Gräserallergie

Eine Gräserallergie ist eine Überreaktion unseres Immunsystems gegen die an sich harmlosen Pollen von Gräsern. Die fünf Gräser, die am häufigsten für eine Allergie verantwortlich sind, sind das Wiesenknäuelgras, das Gewöhnliche Ruchgras, das Deutsche Weidelgras, das Wiesenrispengras und das Wiesenlieschgras.

Gräserallergie

Gräserallergie

Gräserallergie – Fotolia © Worytko Pawel

Gelangen die Pollen dieser Pflanzen in die Atemwege von Allergikern, lösen sie dort beispielsweise Fließschnupfen, eine verstopfte Nase, Nasentrockenheit, Hustenreiz, Kratzen im Hals und Halsschmerzen aus. Auch die Augen können betroffen sein und jucken, brennen oder tränen. Insgesamt sind die Symptome damit denen einer Erkältung sehr ähnlich.

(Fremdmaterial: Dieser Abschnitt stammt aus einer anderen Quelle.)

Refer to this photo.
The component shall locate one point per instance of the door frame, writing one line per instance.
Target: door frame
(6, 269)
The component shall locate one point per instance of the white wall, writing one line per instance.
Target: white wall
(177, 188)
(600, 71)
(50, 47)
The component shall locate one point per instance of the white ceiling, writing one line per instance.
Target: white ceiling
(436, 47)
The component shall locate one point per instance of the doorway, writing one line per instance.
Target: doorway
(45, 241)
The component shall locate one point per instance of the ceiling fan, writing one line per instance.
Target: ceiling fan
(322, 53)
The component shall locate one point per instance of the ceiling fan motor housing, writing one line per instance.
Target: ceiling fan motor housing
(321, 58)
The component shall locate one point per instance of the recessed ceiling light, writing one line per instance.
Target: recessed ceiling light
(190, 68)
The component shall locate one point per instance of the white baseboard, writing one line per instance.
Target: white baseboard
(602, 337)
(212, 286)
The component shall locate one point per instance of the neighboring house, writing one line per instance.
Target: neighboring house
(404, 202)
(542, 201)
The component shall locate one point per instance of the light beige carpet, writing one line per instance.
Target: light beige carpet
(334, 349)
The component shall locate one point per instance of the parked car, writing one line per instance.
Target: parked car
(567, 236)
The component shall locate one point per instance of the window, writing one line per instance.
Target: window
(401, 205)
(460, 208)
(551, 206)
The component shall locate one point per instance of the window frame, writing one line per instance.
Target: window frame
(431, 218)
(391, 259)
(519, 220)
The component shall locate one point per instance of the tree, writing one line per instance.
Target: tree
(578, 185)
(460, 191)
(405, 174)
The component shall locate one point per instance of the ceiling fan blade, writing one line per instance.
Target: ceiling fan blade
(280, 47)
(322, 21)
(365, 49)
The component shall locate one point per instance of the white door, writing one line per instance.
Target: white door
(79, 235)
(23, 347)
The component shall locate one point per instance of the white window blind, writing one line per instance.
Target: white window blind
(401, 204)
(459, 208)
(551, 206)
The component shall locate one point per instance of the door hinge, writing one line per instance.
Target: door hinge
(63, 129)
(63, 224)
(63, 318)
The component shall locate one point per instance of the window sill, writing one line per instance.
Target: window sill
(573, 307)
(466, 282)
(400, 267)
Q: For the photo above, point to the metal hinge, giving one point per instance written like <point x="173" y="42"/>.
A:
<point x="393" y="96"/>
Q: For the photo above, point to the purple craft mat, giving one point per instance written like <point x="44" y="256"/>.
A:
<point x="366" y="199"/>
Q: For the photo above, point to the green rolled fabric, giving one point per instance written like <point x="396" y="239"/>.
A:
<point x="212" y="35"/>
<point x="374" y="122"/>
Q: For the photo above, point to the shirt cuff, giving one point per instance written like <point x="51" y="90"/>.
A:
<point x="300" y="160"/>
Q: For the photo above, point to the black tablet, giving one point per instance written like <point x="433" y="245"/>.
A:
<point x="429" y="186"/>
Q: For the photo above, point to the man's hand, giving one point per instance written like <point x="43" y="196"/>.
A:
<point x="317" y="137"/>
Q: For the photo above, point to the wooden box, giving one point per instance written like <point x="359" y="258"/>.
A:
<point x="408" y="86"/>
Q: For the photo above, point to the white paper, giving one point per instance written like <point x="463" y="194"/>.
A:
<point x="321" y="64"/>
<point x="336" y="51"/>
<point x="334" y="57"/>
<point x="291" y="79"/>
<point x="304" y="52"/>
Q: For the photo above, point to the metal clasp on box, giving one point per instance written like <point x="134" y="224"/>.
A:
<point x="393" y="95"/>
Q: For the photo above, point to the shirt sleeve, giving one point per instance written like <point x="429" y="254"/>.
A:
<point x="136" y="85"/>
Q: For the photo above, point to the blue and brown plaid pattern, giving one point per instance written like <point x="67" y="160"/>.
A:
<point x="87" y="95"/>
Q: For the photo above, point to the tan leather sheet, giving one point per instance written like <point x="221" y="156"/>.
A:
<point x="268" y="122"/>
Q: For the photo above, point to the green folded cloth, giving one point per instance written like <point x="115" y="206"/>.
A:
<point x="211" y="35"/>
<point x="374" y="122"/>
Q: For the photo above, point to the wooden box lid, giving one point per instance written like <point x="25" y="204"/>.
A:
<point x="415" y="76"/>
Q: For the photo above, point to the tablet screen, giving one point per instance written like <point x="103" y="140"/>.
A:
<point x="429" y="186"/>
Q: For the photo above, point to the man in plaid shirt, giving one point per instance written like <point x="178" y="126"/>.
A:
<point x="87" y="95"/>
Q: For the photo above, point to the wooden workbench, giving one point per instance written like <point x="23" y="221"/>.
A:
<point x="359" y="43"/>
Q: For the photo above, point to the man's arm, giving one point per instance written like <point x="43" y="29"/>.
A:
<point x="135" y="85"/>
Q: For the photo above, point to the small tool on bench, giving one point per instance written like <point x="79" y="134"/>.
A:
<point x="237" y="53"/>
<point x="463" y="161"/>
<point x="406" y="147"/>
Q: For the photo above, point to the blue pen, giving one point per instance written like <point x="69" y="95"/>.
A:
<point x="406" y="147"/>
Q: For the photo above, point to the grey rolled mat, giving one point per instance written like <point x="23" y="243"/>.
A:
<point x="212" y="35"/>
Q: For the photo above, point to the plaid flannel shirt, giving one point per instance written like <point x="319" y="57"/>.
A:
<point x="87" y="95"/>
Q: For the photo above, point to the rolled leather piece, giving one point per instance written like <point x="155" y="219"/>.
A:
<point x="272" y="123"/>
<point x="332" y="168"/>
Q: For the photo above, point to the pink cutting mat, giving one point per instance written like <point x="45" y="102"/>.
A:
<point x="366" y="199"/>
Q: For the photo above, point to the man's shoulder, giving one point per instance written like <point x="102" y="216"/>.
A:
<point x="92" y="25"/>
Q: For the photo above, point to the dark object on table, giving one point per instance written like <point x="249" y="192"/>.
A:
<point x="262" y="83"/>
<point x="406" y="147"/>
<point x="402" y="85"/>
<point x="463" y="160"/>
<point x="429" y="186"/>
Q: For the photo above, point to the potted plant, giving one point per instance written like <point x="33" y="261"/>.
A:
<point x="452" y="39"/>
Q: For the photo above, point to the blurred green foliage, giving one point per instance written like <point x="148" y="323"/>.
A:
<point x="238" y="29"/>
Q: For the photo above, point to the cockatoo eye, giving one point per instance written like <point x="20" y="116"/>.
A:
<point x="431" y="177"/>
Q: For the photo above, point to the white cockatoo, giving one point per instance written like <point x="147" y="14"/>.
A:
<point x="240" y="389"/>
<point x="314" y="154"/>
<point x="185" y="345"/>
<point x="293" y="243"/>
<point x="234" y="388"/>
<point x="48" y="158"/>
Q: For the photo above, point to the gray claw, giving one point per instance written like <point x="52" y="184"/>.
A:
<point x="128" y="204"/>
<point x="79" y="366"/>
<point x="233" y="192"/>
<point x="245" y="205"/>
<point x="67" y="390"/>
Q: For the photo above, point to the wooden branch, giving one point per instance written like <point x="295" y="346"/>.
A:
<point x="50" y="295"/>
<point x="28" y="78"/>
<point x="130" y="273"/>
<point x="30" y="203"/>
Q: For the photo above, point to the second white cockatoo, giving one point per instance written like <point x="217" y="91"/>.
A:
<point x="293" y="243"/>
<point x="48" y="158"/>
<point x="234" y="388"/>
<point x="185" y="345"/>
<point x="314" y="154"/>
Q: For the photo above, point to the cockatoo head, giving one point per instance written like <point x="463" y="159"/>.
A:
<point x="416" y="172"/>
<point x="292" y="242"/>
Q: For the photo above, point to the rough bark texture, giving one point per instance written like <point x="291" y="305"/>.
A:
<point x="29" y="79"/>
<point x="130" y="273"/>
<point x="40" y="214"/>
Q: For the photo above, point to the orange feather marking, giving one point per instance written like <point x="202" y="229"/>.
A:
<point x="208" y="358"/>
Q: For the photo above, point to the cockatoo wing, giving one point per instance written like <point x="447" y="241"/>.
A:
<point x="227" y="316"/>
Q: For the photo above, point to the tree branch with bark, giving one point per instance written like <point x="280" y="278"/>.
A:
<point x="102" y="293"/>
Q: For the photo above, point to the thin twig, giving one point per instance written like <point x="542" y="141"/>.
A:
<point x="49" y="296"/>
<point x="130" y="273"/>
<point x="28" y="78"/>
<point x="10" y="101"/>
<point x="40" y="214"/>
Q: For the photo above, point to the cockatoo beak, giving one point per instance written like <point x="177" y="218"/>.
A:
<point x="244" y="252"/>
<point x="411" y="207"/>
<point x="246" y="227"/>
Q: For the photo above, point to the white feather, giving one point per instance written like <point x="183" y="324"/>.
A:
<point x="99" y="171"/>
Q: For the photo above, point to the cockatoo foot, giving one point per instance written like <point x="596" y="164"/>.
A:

Während man früher die Entstehung von Heuschnupfen kaum erklären konnte, weiß man heute, dass vor allem die gestiegenen Hygienestandards Mitschuld daran tragen, dass unser Immunsystem so leicht aus dem Takt zu bringen ist. Auch die Gene haben starken Einfluss auf das individuelle Heuschnupfenrisiko: Sind beide Elternteile Heuschnupfen-Patienten, wird das Kind mit einer hohen Wahrscheinlichkeit ebenfalls betroffen sein.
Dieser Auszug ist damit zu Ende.